In 1975 the Rockefeller Commission ordered for the classified MK-Ultra project to be brought down, as an investigation commenced, no evidence was found proving the existence of the unit. 34 years later the program is still running. When fiercely ambitious Emily Riley (Sevigny), a naïve military body language expert, is offered the job of a lifetime she accepts the challenge. Brought into the fold of sinister Dr Phillips (Stormare), she is tested on her clinical and physiological observation skills, unaware of the Dr's MK-Ultra affiliation. Her job? To watch and analyse four unwitting volunteers who, in need of some quick cash, sign up to what they believe is a paid marketing study, only to later realise that they are being used as subjects in a deadly classified psychological government programme: MK-Ultra.
Directed by Jonathan Liebesman (The Texas Chainsaw Massacre: The Beginning) and based on "true events", The Killing Room is not the type of film you'd expect to come from the director of a gory Texas Chainsaw Massacre movie as unlike that franchise, this movie relies solely on psychological terrors rather than physical. The premise is similar to Cube and the original Saw movie - strangers trapped together in a room are forced to make hard choices in order to survive. The Killing Room doesn't go for the gore; instead, it succeeds by creating a highly claustrophobic atmosphere thanks in part to setting the film almost entirely in one room.

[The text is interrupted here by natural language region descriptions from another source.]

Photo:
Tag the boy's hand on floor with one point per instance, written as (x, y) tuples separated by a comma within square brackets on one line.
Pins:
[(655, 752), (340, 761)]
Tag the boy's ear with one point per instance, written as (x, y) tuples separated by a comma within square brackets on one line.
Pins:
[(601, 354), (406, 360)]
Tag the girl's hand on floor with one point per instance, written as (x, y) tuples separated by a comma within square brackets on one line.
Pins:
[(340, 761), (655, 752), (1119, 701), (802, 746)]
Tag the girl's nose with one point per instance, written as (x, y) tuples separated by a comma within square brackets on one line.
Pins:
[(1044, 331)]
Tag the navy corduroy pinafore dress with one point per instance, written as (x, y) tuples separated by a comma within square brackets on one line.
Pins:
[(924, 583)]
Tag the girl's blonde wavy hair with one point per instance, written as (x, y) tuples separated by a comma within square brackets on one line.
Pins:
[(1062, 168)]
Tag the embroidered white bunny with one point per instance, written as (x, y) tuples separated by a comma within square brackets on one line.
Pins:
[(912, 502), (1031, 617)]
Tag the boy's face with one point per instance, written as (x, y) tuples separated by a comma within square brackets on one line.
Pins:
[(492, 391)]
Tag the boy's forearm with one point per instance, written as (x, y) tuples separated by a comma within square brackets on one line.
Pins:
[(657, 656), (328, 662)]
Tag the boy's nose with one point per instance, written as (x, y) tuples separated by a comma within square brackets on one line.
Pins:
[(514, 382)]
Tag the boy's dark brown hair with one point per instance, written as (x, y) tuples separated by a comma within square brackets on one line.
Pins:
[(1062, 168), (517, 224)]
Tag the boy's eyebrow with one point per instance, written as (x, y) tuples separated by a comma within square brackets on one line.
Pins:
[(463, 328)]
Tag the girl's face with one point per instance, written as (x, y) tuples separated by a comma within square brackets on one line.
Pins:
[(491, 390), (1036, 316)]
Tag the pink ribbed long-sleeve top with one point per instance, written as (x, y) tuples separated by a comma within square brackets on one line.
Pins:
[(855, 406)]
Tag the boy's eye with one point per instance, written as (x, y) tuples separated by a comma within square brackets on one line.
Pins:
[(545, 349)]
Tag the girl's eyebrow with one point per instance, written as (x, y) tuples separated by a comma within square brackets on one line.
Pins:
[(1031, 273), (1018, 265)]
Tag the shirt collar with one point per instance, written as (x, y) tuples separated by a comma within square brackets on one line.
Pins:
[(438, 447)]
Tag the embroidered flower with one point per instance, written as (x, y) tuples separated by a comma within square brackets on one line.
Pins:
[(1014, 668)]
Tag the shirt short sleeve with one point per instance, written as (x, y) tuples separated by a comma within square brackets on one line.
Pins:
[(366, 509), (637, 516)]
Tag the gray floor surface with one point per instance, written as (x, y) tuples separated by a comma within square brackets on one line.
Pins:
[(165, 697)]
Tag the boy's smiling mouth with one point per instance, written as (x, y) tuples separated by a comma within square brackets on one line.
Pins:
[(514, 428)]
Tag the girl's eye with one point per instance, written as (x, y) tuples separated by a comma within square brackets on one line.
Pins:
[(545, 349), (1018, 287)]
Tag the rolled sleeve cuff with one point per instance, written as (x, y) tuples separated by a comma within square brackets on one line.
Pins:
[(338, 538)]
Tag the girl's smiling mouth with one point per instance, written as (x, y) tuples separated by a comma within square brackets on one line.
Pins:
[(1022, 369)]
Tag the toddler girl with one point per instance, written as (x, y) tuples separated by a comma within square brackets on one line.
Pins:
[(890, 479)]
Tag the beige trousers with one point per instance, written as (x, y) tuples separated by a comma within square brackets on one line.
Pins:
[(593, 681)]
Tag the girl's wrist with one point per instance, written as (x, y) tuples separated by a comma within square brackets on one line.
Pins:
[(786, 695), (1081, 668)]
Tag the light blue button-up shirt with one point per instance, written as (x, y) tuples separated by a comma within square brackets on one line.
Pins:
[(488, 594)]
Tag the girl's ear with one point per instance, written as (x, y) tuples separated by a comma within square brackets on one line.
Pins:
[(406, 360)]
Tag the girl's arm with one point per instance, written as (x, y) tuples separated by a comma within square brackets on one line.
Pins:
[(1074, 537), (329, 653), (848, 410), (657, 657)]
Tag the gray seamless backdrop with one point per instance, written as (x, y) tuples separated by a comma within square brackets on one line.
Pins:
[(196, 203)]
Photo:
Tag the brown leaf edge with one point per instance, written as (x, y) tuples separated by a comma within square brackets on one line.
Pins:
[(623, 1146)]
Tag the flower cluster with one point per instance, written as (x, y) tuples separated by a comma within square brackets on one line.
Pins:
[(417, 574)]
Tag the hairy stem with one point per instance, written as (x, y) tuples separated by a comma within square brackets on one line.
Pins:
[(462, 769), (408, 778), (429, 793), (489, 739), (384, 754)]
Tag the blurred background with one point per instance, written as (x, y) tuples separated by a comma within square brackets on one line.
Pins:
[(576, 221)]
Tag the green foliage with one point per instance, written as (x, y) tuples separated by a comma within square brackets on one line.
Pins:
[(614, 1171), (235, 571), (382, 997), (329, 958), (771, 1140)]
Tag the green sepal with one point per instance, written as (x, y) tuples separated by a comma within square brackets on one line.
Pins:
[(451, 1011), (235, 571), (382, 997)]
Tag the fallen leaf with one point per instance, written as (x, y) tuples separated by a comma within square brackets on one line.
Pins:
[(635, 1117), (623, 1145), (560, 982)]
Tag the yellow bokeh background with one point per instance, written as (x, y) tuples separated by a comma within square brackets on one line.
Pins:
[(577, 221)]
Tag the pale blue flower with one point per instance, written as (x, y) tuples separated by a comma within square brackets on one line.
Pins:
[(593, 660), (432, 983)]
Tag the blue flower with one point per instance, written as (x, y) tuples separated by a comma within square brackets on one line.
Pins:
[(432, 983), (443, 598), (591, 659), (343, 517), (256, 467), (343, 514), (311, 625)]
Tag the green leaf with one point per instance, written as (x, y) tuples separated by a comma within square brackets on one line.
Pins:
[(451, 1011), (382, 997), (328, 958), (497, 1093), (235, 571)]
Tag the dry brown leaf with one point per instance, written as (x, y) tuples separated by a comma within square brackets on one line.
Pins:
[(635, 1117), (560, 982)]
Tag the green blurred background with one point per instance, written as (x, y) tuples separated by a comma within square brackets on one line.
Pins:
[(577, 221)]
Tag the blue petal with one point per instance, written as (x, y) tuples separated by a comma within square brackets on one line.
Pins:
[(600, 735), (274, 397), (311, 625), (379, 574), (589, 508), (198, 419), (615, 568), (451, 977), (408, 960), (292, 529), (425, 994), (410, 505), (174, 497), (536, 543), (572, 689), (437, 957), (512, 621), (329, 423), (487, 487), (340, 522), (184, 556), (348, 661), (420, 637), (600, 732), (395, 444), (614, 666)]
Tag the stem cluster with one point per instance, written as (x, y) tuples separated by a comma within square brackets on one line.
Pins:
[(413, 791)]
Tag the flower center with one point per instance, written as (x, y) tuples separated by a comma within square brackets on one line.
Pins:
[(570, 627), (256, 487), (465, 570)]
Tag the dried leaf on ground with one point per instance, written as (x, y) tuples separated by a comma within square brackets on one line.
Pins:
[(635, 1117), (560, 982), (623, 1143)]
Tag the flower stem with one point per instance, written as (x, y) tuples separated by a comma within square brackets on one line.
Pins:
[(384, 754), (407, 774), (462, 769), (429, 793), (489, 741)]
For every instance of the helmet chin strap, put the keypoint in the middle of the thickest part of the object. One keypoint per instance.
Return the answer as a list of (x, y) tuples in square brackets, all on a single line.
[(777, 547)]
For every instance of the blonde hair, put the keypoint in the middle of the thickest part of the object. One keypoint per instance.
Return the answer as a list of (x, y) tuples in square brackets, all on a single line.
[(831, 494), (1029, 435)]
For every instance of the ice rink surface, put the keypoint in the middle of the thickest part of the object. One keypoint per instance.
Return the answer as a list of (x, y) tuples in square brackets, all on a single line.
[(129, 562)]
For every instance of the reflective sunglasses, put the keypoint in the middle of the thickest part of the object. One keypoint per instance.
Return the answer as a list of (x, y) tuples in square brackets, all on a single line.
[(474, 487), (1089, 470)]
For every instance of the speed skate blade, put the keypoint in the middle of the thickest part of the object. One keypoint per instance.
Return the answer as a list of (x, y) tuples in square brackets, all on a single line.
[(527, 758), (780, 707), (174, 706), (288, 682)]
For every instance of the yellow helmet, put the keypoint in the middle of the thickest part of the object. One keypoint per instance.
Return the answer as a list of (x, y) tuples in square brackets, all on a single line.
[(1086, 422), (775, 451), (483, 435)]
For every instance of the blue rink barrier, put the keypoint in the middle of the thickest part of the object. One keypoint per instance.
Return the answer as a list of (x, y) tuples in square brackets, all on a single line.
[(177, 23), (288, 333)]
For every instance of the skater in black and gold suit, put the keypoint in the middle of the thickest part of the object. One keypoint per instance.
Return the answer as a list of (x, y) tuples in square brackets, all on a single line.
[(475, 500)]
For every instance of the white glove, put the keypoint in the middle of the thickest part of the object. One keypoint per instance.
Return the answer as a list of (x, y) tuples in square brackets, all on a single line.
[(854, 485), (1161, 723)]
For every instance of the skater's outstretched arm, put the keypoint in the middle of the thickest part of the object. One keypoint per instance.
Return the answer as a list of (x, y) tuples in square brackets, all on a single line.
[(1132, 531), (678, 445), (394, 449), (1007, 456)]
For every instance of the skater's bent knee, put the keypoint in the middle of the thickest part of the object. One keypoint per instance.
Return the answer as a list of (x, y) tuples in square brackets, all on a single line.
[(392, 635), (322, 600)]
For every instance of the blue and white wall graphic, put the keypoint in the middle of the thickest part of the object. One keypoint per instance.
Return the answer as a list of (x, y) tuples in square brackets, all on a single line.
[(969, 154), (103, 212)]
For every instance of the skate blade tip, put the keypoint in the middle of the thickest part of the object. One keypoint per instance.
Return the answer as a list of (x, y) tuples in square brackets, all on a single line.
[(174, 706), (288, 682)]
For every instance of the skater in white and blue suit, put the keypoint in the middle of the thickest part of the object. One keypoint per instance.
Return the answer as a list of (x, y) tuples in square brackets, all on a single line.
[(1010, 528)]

The film's atmosphere is helped further by the cast - in a suprise turn of events, Nick Cannon manages to hold his own against a superb commanding performance by Timothy Hutton. The two hold the audiences attention so well as they debate how best to evade their captors, that when the film switches from the events in the room to the conversation between Dr. Phillips (Stormare) and Sevigny's expert Emily you are left feeling let down by the performances of the normally reliable pair.
The Killing Room is a suprise all round, from the direction - who would have thought the director of Darkness Falls could produce such a good psychological thriller? - to the acting, the film keeps you guessing all the way to the end, and then suprises you further with a shocking plot twist that explains why the programme exists and asks what you would be willing to do for your country. You can answer that question when The Killing Room is released on DVD on 17th August 2009 courtesy of Momentum Pictures.